Dedicated black-box tests

Dynamic black-box testing means trying out an application and verifying if it works as intended. In closed-source software development which is organized around a waterfall model there are usually dedicated testers who do various scripted or intuitive/exploratory tests to verify that an application works as intended. This usually happens just before launch. In complex applications (such as OpenVPN) testing even a small fraction of functionality would be impractical and very costly. Fortunately, in Lean software development methodologies such as Scrum and especially in community-driven OSS development doing extensive dedicated testing is in general just a waste of time.

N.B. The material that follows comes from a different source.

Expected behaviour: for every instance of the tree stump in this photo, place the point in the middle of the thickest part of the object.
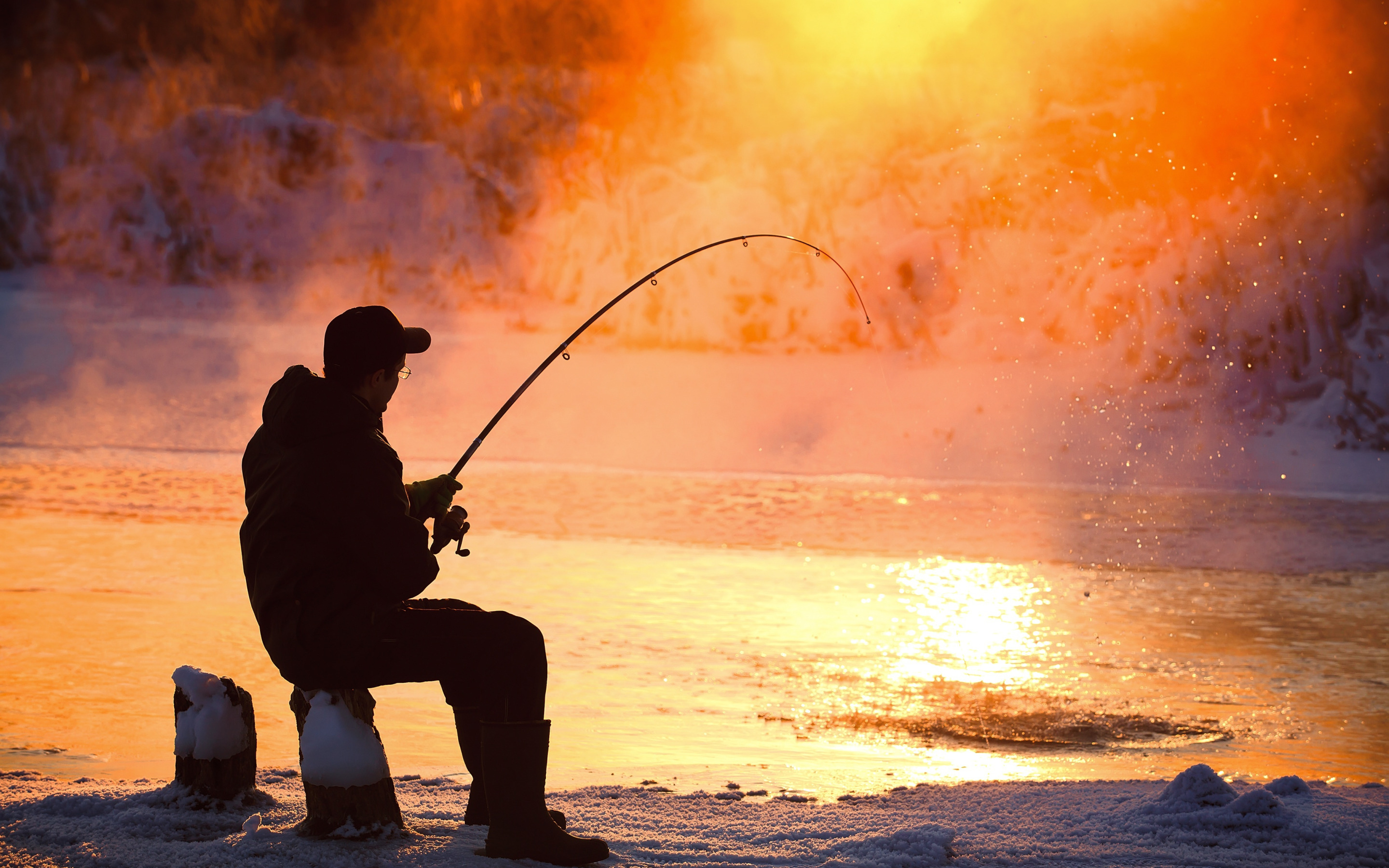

It is replaced by

  • Constant quality assurance achieved with static whitebox technique (e.g. code reviews)
  • Testing in real environments (by users)

This said, a small amount of dedicated, dynamic testing (a.k.a. smoke testing) goes into each release to catch the most obvious errors:

Operating systemArchitectureTesterList of testsNotes
Windows XP installeri388mattock (IRC)Uninstall/install, OpenVPN-GUI connect/disconnect, service connect/disconnect
Windows 7 installeramd64mattock (IRC)Same as for Windows XP, above
Ubuntu/Debiani386/amd64mattock (IRC)Install, upgrade, service connect/disconnect2-3 of the official packages are tested

All tests are performed against an OpenVPN 2.1.3 server that authenticates from LDAP and uses tls-auth.

If you want to help with pre-release testing please don't hesitate to contact the developers about it.

Performance tests

In the past performance tests have been conducted to measure OpenVPN performance:

As no systematic performance tests have been conducted, minor performance regressions might go unnoticed. Please don't hesitate to contact us if you think you could help us weed out performance regressions.

Testing in real environments

In OpenVPN (and most other open source projects), the stability of stable releases is ensured with real-life testing by it's users during all phases of software development, starting from patches sent to the mailing list, followed by development code in Git and leading into stable releases. There are at least two kinds of barriers to using pre-release code:

  • Psychological barriers
    • Risk avoidance
  • Technical barriers
    • Unfamiliarity with required tools (e.g. Git)
    • Difficulty of deployment, e.g. building software from sources (especially on Windows)

This means that the closer were getting closer to release, the more people we can expect to be testing the codebase. The figures below are not based on any real data and can only be considered rough estimates:

GitSnapshotsAlphaBetaRCRelease
0.1%0.2%1%5%10%99%

Use of snapshots help overcome some of the technical barriers. The only way to overcome psychological barriers is to speed up the release cycle. This results in new features get into wide circulation faster, which in turn results into issues being reported more quickly. This also gives more confidence in integrity of stable releases. On the flipside, more bugs will probably end up in the initial versions of the stable releases.

We do not currently provide development snapshot binaries, although doing that would definitely be beneficial.

Continuous integration

The project also has a Buildbot buildmaster, which drives several buildslaves. These together form a continuous integration environment for OpenVPN. Each of these buildslaves is running a different operating system, and every commit to the OpenVPN Git repository triggers a build on each. After the build, each buildslave's newly compiled openvpn instance tries to connect to several test servers using several different configurations. This ensures that

  • OpenVPN builds properly on a variety of platforms
  • The very basic functionality is not horribly broken

Unit testing

At the moment, there is no coherent set of unit tests to spot regressions. One option would be to use CUnit or similar unit test framework to cover the most commonly used and/or critical codepaths.